I've seen a battery explode just once when a car hit a curb. It wasn't even going fast. It just slid off an icy road into the curb. The battery mount failed, allowing the terminals to contact the fender. Within a few seconds, the battery overheated and exploded, lifting the hood up to the safety catch. Worse, the battery acid hit the partially opened hood and shot out in all directions with considerable force. Anyone near the car would have been sprayed. This stuff will eat through your clothes in a few seconds. Imagine what it can do to your eyes and skin.

Don, the technician who did the repair on the Ford, said that I should have used baking soda to neutralize the acid, sprinkling it everywhere around the battery, then washing it down with lots of plain water. It still could have gotten into the wiring due to capillary action, but the damage would have been much less. By the time I found it, the acid had already covered most of the wiring and eaten away at the concrete in my driveway. Strong stuff.

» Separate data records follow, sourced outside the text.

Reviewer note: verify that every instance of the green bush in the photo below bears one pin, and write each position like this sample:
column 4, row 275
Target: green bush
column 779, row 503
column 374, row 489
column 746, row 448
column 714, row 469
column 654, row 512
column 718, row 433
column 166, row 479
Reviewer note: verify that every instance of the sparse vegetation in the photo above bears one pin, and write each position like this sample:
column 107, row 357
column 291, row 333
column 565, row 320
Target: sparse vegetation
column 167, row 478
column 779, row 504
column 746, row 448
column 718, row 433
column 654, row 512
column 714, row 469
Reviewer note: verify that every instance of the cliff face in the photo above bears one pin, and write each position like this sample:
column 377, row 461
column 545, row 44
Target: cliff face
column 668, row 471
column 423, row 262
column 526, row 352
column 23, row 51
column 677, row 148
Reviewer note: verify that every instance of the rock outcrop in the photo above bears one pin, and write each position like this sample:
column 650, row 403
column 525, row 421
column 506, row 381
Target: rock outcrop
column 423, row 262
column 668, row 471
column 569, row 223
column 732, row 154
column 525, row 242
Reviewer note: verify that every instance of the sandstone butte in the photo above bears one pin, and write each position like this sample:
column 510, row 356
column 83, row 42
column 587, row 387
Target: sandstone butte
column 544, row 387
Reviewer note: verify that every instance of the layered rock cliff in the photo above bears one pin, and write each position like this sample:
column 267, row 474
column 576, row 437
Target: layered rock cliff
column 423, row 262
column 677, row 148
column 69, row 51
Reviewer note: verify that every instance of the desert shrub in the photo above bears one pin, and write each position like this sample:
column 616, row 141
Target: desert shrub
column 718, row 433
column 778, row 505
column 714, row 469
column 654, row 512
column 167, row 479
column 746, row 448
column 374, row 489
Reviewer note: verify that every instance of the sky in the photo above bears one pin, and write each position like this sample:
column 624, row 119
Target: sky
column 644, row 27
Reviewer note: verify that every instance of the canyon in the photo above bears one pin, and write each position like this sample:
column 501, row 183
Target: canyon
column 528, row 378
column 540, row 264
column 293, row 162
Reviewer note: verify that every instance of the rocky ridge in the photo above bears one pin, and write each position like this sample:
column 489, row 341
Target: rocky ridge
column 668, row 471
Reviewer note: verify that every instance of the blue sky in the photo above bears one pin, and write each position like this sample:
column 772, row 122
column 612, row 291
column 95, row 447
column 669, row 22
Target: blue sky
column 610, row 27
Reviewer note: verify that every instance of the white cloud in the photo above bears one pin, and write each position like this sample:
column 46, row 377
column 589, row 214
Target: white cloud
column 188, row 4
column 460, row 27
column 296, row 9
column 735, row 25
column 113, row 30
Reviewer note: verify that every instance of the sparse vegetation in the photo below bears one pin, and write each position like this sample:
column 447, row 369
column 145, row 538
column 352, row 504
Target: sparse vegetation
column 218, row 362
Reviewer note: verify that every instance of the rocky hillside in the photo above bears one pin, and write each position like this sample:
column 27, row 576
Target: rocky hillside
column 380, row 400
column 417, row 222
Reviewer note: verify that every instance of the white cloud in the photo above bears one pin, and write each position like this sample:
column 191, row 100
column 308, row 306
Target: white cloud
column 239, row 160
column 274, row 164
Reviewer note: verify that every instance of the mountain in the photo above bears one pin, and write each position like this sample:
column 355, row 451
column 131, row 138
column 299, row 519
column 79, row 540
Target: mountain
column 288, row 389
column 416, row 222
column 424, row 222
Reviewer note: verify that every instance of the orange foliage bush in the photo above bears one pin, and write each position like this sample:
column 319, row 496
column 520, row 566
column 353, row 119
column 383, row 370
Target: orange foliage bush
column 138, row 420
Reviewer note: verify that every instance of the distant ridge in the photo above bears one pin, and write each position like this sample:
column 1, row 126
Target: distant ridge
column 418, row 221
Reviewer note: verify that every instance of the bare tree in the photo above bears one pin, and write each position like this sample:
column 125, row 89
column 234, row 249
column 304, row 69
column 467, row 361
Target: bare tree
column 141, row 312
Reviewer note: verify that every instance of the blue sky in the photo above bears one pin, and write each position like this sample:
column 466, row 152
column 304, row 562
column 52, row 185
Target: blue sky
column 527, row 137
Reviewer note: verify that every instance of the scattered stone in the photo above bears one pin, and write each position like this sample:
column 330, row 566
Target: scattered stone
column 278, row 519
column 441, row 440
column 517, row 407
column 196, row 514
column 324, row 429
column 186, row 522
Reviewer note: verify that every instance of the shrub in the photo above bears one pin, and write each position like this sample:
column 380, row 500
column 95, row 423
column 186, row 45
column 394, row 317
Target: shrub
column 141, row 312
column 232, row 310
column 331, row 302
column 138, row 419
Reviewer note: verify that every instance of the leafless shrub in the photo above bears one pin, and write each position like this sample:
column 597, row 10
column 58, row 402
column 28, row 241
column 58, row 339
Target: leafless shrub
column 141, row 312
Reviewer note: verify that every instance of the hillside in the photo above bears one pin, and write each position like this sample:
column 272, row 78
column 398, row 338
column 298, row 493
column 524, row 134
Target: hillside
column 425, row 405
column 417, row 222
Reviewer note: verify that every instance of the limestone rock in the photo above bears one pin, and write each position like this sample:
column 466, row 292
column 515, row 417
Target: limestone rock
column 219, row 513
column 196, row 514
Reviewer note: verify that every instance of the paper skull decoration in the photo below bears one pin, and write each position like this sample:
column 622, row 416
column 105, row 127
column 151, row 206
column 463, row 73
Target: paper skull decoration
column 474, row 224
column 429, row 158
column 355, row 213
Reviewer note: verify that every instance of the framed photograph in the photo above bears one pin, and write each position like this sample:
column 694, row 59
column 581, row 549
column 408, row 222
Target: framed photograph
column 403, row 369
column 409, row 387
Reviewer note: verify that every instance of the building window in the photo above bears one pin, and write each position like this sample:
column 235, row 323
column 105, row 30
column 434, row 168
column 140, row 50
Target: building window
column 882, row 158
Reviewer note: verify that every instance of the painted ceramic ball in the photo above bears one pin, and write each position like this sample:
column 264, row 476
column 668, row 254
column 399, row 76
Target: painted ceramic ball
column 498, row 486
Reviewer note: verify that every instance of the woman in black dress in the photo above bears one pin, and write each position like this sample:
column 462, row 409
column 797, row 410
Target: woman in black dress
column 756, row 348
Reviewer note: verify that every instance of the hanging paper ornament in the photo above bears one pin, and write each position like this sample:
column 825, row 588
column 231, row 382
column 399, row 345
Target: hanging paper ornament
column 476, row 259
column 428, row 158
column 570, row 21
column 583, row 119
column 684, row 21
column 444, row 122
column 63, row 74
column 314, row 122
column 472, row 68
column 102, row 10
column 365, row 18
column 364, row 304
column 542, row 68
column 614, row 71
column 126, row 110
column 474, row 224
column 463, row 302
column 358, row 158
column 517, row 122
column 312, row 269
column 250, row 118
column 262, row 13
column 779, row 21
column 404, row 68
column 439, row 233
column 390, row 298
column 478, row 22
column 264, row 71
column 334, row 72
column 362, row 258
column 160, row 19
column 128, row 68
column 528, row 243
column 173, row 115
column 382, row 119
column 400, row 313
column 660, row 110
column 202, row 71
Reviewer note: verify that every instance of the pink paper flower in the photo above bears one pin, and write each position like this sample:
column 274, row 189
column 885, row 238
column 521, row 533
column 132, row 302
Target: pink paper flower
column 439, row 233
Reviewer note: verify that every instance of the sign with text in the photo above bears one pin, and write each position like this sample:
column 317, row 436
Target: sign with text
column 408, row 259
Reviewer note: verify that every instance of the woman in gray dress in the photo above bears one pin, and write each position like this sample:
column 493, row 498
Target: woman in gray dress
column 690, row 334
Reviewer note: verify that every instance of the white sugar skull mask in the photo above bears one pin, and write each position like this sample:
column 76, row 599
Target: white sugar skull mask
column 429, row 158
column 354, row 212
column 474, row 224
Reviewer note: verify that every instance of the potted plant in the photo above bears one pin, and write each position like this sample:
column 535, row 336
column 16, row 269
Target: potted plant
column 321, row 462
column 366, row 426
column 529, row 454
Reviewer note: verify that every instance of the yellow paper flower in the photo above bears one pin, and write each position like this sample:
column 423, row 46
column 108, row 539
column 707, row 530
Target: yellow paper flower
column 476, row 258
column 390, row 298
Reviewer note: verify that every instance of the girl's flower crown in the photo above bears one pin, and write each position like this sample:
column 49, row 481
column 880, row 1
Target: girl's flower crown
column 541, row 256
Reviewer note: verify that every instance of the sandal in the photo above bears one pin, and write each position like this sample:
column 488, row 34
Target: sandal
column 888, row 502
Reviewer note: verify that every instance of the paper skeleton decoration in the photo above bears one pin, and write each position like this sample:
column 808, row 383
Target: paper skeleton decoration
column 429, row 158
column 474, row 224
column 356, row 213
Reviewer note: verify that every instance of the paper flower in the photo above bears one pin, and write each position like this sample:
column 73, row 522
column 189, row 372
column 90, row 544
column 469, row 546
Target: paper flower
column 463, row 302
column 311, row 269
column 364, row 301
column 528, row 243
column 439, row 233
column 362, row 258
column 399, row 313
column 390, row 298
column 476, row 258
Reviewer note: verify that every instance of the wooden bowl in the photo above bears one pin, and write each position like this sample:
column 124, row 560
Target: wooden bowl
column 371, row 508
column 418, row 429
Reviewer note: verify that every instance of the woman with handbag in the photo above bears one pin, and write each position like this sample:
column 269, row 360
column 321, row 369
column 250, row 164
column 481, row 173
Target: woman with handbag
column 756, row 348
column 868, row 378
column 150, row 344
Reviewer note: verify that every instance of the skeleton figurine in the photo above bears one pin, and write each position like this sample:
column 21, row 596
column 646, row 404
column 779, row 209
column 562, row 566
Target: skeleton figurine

I mention all this because many bicycle lighting systems are run with sealed lead acid or nicad batteries. Either way, the electrolyte is powerful. Nicads use sodium hydroxide, if I remember right, and it's as caustic as the acid in a lead-acid battery.

Many of us overcharge nicads and they can explode as a result. In fact, a lot of house fires are attributed to battery charging systems. So far, I've blown up a cordless phone and a water-bottle battery. The cordless phone flew across the room when it went. The water-bottle battery burned up the charger. Fortunately, it was on a ground fault interrupter that opened when the charger shorted. Otherwise, we may have had a fire.

Please be extremely careful when handling leaky batteries! Be wary when a battery seems to be getting warmer than usual while it charges. Your eyes, your skin, and your family are worth far more than a battery or a charger.